冬季パラスポーツ日本の現状。世界王者・鈴木猛史が持つ危機感 (3ページ目)

  • 取材・文●斎藤寿子 text by Saito Hisako
  • 写真●越智貴雄 photo by Ochi Takao

 今シーズン、何度もそう感じたという。

「滑りの技術も、用具においても、世界のレベルがどんどん上がってきているんです。もしかしたら、今は日本よりも世界の方が進んでいるかもしれない。だから僕たちも、もっと新しいものを求めたり、滑る技術も上げていかなくていけません。今シーズンは、そう強く感じたシーズンでした」

 今シーズンの成績を見れば、回転において、世界で鈴木の右に出る者はいないと言っても過言ではない。だが、彼は言う。

「僕は世界に追いかけられている立場ではありません。僕が世界を追いかけているんです」
 
 この言葉から、いかに鈴木が危機感を募らせていたかがわかる。

 こうした「このままではいけない」という気持ちが、“儀式”を失わせてしまうほどの力みへとつながったのではないか。
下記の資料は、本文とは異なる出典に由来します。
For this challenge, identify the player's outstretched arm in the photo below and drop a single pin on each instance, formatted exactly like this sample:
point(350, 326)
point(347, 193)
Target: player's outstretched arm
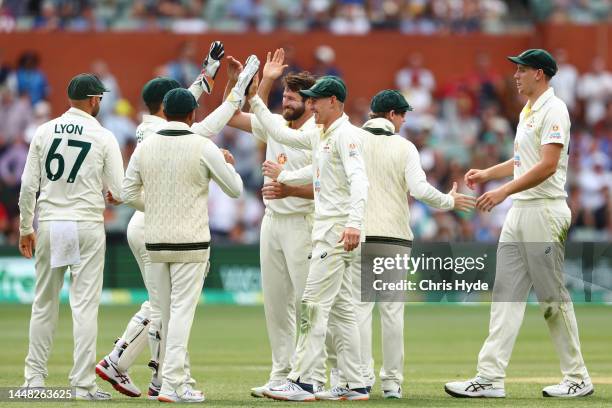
point(546, 167)
point(213, 123)
point(30, 184)
point(273, 69)
point(282, 134)
point(131, 192)
point(420, 189)
point(221, 169)
point(210, 66)
point(273, 190)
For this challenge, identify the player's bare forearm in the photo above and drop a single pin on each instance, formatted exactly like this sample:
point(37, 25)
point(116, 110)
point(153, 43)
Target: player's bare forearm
point(545, 168)
point(228, 87)
point(505, 169)
point(302, 191)
point(265, 87)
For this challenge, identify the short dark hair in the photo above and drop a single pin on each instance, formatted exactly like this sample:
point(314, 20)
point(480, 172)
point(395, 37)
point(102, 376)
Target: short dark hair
point(153, 107)
point(299, 81)
point(177, 118)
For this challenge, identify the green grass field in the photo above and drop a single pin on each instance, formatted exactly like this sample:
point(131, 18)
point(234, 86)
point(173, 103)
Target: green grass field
point(229, 354)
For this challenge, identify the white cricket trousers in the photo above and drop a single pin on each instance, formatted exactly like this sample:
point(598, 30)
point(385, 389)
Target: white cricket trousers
point(149, 308)
point(179, 287)
point(285, 245)
point(85, 290)
point(392, 325)
point(328, 300)
point(531, 253)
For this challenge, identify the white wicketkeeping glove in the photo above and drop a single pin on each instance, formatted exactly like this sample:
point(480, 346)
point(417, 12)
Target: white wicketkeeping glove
point(237, 95)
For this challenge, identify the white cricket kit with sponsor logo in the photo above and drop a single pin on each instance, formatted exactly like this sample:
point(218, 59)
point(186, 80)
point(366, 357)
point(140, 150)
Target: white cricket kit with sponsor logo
point(285, 247)
point(174, 167)
point(531, 249)
point(394, 170)
point(340, 191)
point(71, 160)
point(149, 310)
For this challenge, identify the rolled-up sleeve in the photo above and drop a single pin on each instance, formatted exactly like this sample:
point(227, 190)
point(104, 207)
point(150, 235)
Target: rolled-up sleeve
point(350, 149)
point(30, 184)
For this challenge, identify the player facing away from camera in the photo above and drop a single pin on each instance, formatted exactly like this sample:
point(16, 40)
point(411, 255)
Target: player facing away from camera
point(340, 194)
point(174, 167)
point(285, 241)
point(394, 170)
point(531, 247)
point(71, 160)
point(146, 323)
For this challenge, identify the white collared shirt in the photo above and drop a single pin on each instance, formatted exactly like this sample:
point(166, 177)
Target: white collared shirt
point(71, 160)
point(547, 121)
point(290, 158)
point(338, 172)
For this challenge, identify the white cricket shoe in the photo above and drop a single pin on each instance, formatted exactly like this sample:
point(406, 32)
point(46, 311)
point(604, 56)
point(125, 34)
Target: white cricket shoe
point(290, 391)
point(475, 388)
point(120, 380)
point(95, 394)
point(258, 392)
point(569, 389)
point(340, 393)
point(392, 394)
point(189, 396)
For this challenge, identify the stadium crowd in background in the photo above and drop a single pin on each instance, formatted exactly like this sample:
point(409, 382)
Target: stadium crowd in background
point(465, 123)
point(340, 17)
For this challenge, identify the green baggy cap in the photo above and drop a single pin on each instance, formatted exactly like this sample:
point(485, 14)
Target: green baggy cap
point(389, 100)
point(179, 101)
point(538, 59)
point(325, 87)
point(155, 90)
point(84, 86)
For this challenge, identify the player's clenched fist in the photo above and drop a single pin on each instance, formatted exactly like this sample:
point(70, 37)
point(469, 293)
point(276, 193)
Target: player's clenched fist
point(271, 169)
point(475, 176)
point(229, 158)
point(350, 236)
point(27, 243)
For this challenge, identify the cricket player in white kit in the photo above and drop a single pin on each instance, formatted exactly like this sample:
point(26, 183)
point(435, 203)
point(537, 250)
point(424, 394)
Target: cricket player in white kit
point(71, 160)
point(285, 241)
point(531, 248)
point(174, 167)
point(394, 170)
point(146, 322)
point(340, 193)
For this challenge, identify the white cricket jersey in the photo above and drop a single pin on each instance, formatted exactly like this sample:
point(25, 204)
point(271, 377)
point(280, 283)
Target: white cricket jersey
point(338, 172)
point(71, 160)
point(547, 121)
point(290, 158)
point(174, 167)
point(394, 169)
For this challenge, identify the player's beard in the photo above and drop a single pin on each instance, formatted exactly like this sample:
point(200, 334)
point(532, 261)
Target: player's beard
point(291, 114)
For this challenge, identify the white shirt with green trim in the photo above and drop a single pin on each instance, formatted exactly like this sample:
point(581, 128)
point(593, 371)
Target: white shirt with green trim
point(290, 158)
point(71, 160)
point(338, 172)
point(547, 121)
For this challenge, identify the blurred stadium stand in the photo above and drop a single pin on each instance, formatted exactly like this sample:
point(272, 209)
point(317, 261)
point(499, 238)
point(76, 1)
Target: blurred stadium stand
point(447, 56)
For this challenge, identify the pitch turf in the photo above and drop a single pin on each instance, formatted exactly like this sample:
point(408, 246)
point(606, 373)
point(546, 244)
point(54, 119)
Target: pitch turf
point(229, 354)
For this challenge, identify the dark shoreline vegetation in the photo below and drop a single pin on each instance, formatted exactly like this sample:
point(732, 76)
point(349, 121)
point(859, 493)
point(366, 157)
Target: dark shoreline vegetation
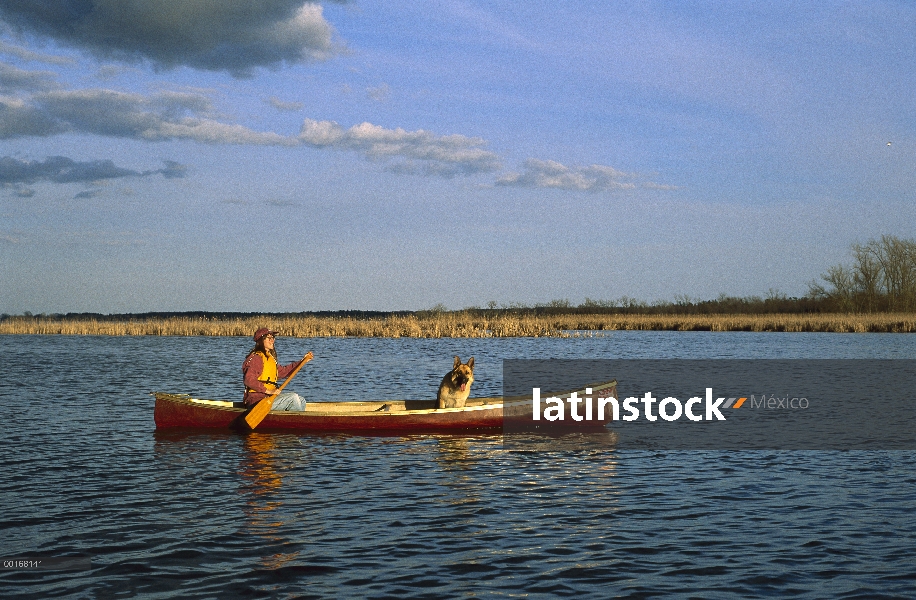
point(876, 293)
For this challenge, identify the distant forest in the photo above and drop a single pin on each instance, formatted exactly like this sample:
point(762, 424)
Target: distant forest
point(880, 278)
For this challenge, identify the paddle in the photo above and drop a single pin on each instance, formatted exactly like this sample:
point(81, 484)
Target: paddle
point(260, 410)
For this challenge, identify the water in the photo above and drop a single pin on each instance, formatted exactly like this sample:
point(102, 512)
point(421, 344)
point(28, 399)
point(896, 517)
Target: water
point(216, 515)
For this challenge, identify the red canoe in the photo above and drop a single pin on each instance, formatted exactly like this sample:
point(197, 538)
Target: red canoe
point(181, 410)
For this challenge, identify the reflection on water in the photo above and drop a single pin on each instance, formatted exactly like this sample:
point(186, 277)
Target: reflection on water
point(219, 514)
point(263, 505)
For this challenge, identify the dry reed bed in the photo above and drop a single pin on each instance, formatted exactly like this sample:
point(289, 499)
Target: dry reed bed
point(466, 325)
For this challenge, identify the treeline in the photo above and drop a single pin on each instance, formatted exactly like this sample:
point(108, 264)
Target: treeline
point(881, 278)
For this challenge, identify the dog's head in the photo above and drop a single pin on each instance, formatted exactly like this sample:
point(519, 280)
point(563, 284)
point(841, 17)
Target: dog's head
point(463, 374)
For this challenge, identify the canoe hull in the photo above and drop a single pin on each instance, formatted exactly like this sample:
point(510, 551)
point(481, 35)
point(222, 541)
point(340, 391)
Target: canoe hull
point(481, 414)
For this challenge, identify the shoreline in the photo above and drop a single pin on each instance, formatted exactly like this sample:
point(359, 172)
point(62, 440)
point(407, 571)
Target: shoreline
point(461, 325)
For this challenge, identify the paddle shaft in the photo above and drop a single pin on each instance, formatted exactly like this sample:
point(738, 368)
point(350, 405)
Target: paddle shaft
point(260, 410)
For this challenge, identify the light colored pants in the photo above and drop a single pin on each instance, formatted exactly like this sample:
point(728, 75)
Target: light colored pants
point(288, 401)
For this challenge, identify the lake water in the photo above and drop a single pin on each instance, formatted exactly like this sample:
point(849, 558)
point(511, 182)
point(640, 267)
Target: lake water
point(220, 515)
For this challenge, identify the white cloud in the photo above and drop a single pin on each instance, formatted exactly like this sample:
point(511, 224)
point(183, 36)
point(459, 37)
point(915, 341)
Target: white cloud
point(551, 174)
point(407, 151)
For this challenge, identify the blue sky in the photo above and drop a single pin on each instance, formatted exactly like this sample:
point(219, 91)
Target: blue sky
point(290, 156)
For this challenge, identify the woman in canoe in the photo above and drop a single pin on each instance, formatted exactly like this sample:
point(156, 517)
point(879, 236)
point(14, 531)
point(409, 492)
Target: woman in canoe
point(262, 374)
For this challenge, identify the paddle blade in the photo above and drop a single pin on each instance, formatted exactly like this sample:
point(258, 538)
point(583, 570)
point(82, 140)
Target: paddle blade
point(260, 410)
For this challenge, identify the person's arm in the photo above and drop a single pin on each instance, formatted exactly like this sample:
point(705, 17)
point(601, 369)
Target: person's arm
point(283, 371)
point(252, 368)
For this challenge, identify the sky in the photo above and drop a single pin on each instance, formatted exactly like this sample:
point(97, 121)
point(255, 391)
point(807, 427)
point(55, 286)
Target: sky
point(282, 156)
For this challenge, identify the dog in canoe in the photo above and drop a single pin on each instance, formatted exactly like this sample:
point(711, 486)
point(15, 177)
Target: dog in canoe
point(456, 385)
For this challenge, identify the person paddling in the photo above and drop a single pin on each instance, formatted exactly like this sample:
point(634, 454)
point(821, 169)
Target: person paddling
point(262, 374)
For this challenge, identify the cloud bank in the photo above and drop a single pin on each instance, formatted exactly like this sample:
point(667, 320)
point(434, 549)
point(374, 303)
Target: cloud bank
point(412, 151)
point(32, 105)
point(60, 169)
point(215, 35)
point(551, 174)
point(14, 80)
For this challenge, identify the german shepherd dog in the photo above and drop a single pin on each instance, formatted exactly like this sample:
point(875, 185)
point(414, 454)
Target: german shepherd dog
point(456, 385)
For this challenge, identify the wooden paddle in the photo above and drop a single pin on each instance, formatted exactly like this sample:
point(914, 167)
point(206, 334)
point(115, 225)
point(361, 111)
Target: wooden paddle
point(260, 410)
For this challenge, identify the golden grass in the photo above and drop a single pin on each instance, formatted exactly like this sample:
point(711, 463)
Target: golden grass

しかし、裏を返せば、こうした危機意識を持つことのできる鈴木だからこそ、彼は世界のトップであり続けているのだ。

 大本命だった回転で結果を出すことができなかった鈴木は、その日のインタビューをこう締めくくった。

「明日のスーパーコンビでは、回転がありますから、そこでリベンジします」

 その宣言通り、鈴木は3日目のスーパーコンビ(スーパー大回転、回転)で、2本合わせての合計タイムでは3位ではあったものの、回転ではトップのタイムをたたき出し、“スペシャリスト”としての意地を見せた。

「今、滑っていて、すごく楽しいんです。だから、もっともっと楽しく滑れるように、強くなりたいと思います」

 世界の“スペシャリスト”となった今もまだ、鈴木の向上心が尽きることはない――。